Four Superheroes Who Really Need To Meditate
Superheroes are a pretty inspirational bunch, what with all their humanity-saving habits, impressive physiques and amazing abilities, but that doesn’t mean they don’t have some pretty glaring character flaws. Whether they’re obsessed with revenge, emotionally volatile or so noble it starting to become a problem, there are definitely aspects of their personality they need to work on. Luckily there are few things that meditation can’t solve, so here’s a few examples of the superheroes who really need to meditate.
Stuck In The Past and Angsty
After a family outing to the cinema, Bruce Wayne’s parents made a key mistake and wandered into “Crime Alley” – swiftly becoming the victims of crime. Understandably upset by this development, the young Bruce vows to avenge them and spends his youth searching the world for the skills and secrets he’ll need to become a super badass crime fighter who’ll clean up the streets of Gotham.
And he’s very good at this! Apart from a few long-running feuds with snappily-dressed Jokers, he tends to get the job done, and uses all sorts of cool gadgets to tackle Gotham’s embarrassing problem with lawlessness. But in his personal life, he isn’t quite so dazzling. He’s monosyllabic, backward-looking and you probably wouldn’t invite him to dinner until you remember he’s a billionaire and bound to bring something good.
In at least one of the films we’ve seen, Batman is meant to do plenty of meditation but frankly, we don’t believe he does. Meditating for a little while every day would help him become less stuck in the past and obsessive, and generally just be a bit less moody – which would be a blessing for everyone.
Bruce Banner is a pretty clever guy – being a nuclear scientist – but not quite clever enough to avoid the huge dose of Gamma radiation that transformed him into The Hulk, a green beast that smashes things with abandon every time Banner gets a hit of adrenaline. This means that any time Bruce Banner experiences stress, fear or anger, he goes into Hulk-mode, who’s particularly strong when enraged.
Unfortunately, The Hulk is prone to indulging in reckless destruction and has none of Banner’s intellect, being driven purely by his (angry) emotions. One way Banner can calm down and avoid this issues is by meditating regularly, which reduces stress hormones, like adrenaline, by up to a third and keeps green rages at bay.

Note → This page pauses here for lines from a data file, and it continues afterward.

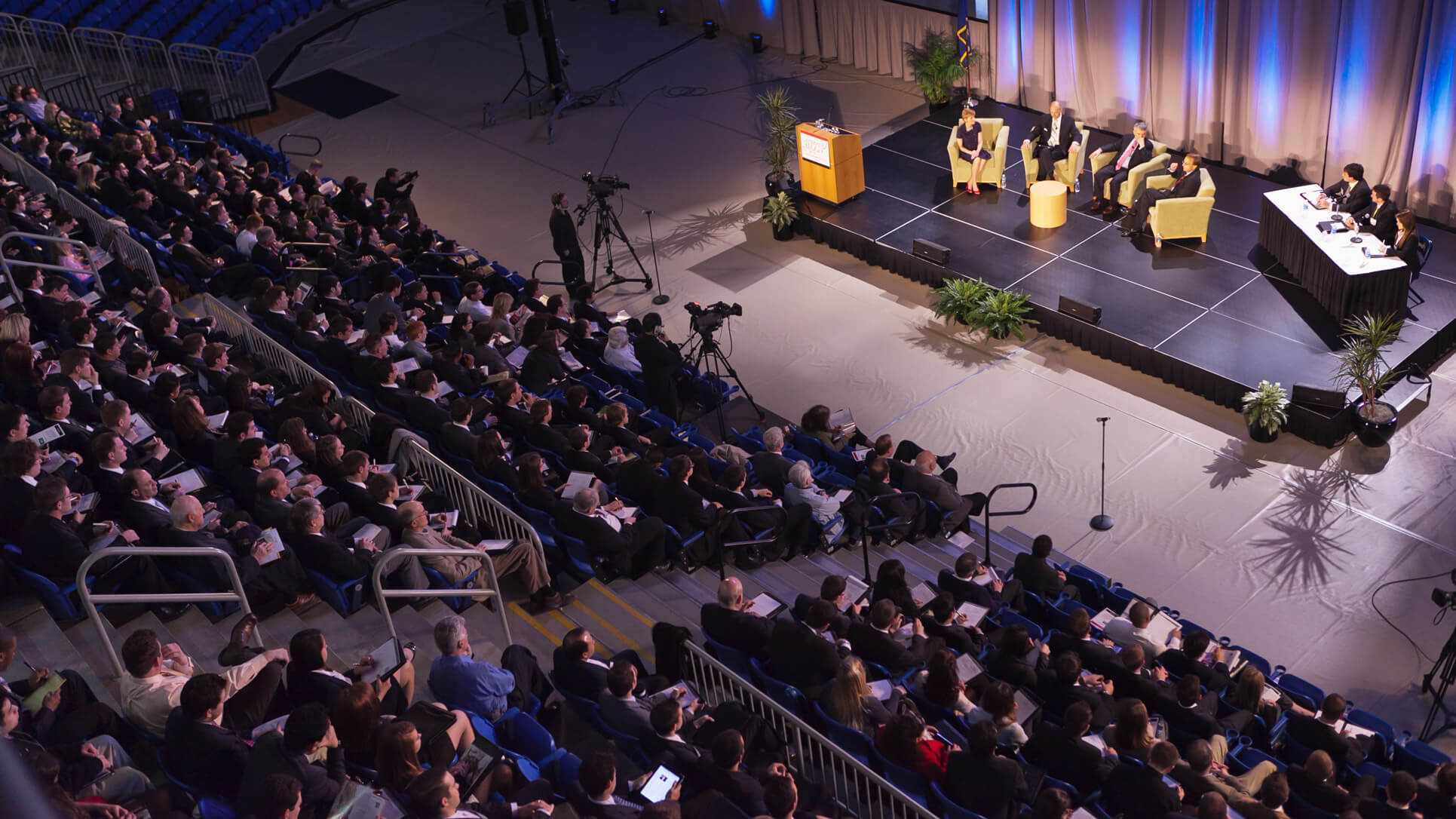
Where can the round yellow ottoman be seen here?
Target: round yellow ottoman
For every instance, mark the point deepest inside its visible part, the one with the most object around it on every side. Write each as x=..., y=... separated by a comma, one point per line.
x=1049, y=204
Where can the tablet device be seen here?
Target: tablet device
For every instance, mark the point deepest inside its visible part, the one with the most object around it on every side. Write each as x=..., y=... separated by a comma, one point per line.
x=660, y=784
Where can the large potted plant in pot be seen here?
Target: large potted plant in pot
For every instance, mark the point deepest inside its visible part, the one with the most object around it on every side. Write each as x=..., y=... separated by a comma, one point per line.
x=780, y=137
x=1363, y=367
x=935, y=67
x=1264, y=411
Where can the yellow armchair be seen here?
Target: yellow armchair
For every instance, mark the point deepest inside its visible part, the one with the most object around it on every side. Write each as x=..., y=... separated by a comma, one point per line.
x=993, y=134
x=1135, y=175
x=1182, y=217
x=1065, y=171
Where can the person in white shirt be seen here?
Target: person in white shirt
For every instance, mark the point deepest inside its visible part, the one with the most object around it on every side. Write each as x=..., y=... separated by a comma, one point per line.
x=156, y=673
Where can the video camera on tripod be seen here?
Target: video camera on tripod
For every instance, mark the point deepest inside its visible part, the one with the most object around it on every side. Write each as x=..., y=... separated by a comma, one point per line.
x=708, y=320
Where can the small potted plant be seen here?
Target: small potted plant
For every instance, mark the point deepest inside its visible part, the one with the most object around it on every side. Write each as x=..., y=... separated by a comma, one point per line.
x=935, y=66
x=1363, y=367
x=1264, y=411
x=1002, y=314
x=955, y=299
x=780, y=213
x=780, y=137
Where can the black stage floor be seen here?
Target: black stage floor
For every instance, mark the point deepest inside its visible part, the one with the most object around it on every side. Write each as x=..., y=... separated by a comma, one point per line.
x=1215, y=318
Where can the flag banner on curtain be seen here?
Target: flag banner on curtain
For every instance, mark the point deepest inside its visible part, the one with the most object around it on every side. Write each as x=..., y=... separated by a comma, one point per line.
x=963, y=35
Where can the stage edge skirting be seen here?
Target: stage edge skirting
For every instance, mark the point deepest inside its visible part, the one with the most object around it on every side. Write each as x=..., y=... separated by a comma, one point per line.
x=1304, y=422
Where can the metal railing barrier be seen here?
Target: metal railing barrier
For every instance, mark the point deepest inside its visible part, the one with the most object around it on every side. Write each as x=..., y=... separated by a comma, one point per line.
x=90, y=601
x=394, y=554
x=848, y=780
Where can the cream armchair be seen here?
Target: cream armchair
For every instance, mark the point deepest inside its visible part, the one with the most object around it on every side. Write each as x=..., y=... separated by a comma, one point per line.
x=1182, y=217
x=1135, y=175
x=996, y=136
x=1065, y=171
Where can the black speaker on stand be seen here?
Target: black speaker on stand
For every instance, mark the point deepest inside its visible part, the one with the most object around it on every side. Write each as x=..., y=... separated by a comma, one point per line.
x=517, y=23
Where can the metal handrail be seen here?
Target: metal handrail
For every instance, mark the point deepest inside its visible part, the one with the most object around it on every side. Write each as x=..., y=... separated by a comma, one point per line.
x=986, y=522
x=851, y=781
x=89, y=600
x=395, y=553
x=6, y=264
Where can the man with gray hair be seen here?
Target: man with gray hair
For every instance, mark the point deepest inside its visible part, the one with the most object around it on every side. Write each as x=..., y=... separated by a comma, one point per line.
x=1130, y=152
x=635, y=544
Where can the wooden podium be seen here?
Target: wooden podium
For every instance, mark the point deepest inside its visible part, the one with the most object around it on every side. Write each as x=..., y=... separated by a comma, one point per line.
x=830, y=165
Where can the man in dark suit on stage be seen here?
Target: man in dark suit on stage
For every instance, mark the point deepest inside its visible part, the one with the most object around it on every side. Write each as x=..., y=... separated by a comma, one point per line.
x=1350, y=194
x=1187, y=183
x=1053, y=139
x=1130, y=152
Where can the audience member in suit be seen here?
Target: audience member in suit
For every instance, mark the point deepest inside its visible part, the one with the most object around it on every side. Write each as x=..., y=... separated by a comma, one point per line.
x=306, y=733
x=980, y=781
x=1139, y=792
x=1187, y=183
x=1320, y=733
x=1065, y=755
x=1270, y=802
x=1130, y=152
x=802, y=653
x=954, y=508
x=875, y=640
x=1350, y=194
x=1315, y=783
x=1376, y=217
x=728, y=621
x=1052, y=139
x=198, y=750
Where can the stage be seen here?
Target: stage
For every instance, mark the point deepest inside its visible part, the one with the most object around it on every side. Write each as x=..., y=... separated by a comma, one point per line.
x=1212, y=318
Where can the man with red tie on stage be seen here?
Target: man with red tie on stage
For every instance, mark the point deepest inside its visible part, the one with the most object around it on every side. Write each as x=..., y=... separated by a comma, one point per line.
x=1187, y=183
x=1132, y=151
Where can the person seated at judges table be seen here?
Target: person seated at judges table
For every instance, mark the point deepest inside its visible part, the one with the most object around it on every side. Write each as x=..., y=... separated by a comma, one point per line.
x=970, y=143
x=1376, y=217
x=1132, y=151
x=1350, y=194
x=1187, y=183
x=1052, y=139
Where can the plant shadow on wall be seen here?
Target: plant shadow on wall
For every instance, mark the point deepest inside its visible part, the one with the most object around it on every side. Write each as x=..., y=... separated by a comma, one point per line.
x=1308, y=541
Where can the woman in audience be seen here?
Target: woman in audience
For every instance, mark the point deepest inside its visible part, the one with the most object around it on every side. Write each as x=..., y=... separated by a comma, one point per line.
x=1133, y=735
x=999, y=709
x=816, y=423
x=940, y=684
x=619, y=351
x=851, y=701
x=906, y=741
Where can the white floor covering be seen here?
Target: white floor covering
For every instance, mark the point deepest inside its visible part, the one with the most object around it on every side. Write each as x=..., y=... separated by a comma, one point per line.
x=1276, y=545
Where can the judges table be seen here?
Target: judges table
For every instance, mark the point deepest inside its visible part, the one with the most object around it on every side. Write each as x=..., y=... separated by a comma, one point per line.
x=1332, y=268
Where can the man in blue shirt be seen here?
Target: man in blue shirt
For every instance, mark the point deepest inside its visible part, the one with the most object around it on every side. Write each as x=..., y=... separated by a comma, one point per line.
x=461, y=681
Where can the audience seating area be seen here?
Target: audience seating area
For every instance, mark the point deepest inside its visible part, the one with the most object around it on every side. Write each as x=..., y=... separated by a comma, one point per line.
x=504, y=375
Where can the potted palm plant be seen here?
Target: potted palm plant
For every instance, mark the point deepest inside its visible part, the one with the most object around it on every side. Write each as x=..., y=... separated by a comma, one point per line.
x=780, y=137
x=1264, y=411
x=780, y=213
x=1363, y=367
x=935, y=67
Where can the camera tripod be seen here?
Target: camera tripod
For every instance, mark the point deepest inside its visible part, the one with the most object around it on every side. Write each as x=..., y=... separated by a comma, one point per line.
x=605, y=229
x=705, y=356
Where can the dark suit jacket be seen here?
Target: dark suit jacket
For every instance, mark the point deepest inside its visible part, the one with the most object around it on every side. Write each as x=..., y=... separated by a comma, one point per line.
x=991, y=786
x=204, y=755
x=320, y=784
x=737, y=630
x=802, y=658
x=875, y=646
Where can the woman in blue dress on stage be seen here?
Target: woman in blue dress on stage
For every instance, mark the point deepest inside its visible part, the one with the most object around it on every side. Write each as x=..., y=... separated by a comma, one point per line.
x=969, y=142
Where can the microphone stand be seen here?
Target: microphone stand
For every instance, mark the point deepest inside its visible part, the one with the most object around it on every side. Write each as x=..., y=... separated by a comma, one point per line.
x=1104, y=520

Removed early from the Kryptonian Gestation Chambers (weren’t we all?), Superman was sent into hyperspace before his home planet exploded and is therefore the sole survivor of his race. Which is pretty sad until you remember that this is all made up. But he compensates this early disadvantage by being, arguably, the most powerful of all the superhero crew, and definitely objectively better than at least 80% of them.

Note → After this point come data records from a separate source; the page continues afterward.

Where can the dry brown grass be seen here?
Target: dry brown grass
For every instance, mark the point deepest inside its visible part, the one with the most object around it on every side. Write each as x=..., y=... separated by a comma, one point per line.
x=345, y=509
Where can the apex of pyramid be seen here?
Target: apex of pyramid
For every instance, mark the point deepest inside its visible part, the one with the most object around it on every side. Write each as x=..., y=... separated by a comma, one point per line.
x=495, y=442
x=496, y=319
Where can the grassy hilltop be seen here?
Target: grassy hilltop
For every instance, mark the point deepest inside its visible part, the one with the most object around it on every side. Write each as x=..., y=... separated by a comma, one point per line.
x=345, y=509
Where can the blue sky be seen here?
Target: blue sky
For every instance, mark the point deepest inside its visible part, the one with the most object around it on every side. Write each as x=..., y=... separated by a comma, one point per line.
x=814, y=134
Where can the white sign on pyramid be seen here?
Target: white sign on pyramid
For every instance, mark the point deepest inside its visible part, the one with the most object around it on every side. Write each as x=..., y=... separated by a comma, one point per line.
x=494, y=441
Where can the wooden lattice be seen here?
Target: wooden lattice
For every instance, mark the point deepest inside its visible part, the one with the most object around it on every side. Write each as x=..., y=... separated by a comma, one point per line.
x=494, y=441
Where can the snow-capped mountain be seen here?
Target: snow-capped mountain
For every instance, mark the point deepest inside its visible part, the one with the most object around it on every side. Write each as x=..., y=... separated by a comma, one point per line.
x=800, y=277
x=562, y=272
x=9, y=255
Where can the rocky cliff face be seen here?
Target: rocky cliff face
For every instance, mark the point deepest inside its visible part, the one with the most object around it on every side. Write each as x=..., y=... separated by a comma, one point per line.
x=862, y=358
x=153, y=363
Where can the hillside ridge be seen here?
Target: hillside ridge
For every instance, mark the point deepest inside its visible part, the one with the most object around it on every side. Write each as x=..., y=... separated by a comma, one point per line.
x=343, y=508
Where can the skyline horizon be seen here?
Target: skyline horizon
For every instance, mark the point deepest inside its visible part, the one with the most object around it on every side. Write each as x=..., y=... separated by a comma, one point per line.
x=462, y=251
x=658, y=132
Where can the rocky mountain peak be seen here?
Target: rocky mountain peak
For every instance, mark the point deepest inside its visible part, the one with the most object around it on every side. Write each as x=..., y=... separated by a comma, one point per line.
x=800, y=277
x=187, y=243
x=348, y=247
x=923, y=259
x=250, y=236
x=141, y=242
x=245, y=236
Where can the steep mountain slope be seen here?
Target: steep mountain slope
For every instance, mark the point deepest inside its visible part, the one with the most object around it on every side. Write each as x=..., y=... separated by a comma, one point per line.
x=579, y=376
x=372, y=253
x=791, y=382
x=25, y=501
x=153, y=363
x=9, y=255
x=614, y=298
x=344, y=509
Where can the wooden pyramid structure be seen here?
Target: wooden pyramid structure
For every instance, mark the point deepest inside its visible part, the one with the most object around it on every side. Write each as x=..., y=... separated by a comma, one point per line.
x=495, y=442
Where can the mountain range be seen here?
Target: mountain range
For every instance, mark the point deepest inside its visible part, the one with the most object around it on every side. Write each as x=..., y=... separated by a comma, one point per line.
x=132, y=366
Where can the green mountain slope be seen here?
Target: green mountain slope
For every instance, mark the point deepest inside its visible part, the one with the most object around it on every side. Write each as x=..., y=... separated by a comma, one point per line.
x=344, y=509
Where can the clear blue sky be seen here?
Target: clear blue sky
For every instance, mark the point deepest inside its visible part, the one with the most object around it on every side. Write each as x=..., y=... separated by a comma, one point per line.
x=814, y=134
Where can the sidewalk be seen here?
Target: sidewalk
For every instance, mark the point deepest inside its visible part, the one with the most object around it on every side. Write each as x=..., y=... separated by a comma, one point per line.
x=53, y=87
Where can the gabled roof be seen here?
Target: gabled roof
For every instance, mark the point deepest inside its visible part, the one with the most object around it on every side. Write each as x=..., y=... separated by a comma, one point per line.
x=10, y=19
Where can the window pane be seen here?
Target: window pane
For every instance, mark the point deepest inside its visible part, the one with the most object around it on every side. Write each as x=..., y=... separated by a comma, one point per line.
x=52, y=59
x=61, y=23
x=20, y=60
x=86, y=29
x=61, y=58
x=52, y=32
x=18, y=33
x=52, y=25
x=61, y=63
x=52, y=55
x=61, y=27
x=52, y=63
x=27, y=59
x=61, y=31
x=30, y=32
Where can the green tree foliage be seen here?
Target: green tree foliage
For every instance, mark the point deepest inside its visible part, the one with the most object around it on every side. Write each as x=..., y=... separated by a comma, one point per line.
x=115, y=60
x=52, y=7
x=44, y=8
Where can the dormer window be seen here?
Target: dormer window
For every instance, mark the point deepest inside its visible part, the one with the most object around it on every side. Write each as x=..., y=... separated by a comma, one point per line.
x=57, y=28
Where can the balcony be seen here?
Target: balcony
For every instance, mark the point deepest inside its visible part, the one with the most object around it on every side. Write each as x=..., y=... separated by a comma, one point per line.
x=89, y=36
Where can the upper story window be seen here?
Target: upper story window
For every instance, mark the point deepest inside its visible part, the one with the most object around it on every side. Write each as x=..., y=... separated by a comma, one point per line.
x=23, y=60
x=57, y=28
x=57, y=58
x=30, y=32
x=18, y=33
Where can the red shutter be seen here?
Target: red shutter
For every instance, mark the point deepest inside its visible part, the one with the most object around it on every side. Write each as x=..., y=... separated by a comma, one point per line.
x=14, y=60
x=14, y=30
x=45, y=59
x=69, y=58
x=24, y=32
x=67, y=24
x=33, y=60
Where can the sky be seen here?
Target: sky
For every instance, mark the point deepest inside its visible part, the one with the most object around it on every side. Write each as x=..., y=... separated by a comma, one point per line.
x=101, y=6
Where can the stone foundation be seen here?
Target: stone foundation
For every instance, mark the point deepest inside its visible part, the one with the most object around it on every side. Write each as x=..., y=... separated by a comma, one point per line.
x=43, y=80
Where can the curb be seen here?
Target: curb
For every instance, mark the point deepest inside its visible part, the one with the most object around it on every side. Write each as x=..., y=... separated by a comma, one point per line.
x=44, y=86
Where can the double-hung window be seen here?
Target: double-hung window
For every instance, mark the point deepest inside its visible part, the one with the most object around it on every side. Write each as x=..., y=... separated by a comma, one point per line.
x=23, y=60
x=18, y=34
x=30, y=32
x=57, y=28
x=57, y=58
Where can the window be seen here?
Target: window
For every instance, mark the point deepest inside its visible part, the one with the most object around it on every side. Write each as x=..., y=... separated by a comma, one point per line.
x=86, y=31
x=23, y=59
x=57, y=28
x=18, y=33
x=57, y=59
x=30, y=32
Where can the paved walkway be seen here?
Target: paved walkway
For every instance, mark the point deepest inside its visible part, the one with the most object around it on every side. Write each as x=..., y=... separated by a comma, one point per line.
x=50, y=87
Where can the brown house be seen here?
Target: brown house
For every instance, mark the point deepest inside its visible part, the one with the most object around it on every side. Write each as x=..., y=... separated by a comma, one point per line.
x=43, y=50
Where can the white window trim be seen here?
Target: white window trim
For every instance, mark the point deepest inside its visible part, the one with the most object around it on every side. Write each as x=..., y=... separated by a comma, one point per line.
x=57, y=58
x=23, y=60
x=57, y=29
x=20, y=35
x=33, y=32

Unlike Batman who’s just an exuberantly rich chap in the kind of latex body suit that would raise a few eyebrows in any other circumstances, Superman is actually amazing. There’s nothing he can’t do! Morally impeccable, God-like and with exceptional flying abilities, you can argue his only downfall is being a little too perfect. He wants to do things at their absolute best at all times, worries about being a danger to humanity in the same moment as stopping space stations from crashing into them, and is so tormented by killing three super-villains intent on murdering billions of people that he vows never to kill again.
By taking on the responsibility of an entire planet and all the constantly imperilled humans upon it on his super-strong shoulders, Superman doesn’t know when to let go, or allow room for mistakes. It’s a problem his enemies take advantage of, but with a little meditation Superman would learn to unwind and become more accepting of himself. And he can even do it in space, which is a bonus.
Wolverine, with his adamantium-enforced bones and penchant for interesting facial hair, has lots to recommend him in the superhero world. He’s strong, has extraordinary healing abilities, barely ages and shoots unbreakable claws from his fists – which is probably the most macho thing we’ve ever heard. He’s also incredibly muscular and wears tank tops, so is pretty much scoring 10/10 in the hyper-masculinity department.
However, his memory is truly terrible. Hazy about seemingly everything that happened before a week ago, he’s unsure how the metal fused to his bone got there (which we imagine would be a pretty big life event), what he’s been up to for decades and even whether “Logan” is his real name. Meditation improves both long-term and short-term memory, lessening the stress that can make us forgetful – something Wolverine definitely needs a hand with.